In 1907 Jean Earle Geeson, then on the staff of the Sunday School Publications department of the Church Record, attended the World Sunday School Convention in Rome. She filed reports from Italy as a special correspondent for The Globe. Returning to England after the conference, her assignment from the Ontario Dept. of Agriculture was to write articles for the British papers on the advantages of settling in Ontario.

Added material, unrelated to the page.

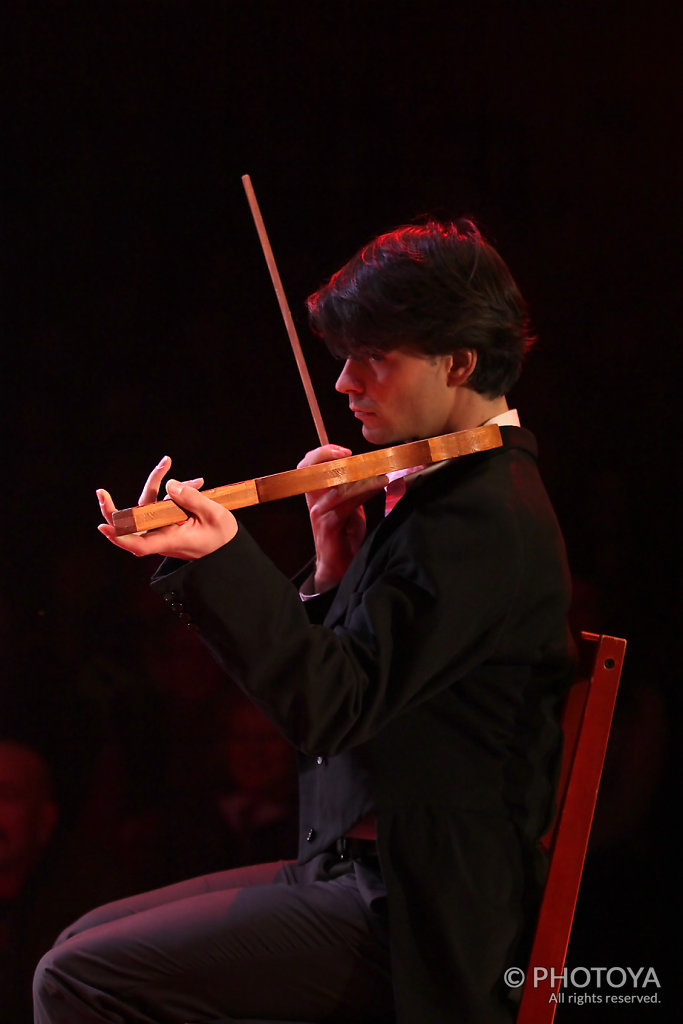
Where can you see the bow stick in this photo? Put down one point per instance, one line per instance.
(323, 474)
(285, 309)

Unfortunately, this assignment had hardly begun before she fell ill in late September and was admitted to the Cottage Hospital in Leek, Staffordshire, England. She died there on 4 October 1907 from peritonitis following an operation and was buried in Leek Cemetery three days later. Obituaries in both the Toronto Globe and Daily Star paid tribute to her work in preserving Fort York as a heritage site and the education of the public about the history and significance of this Canadian landmark.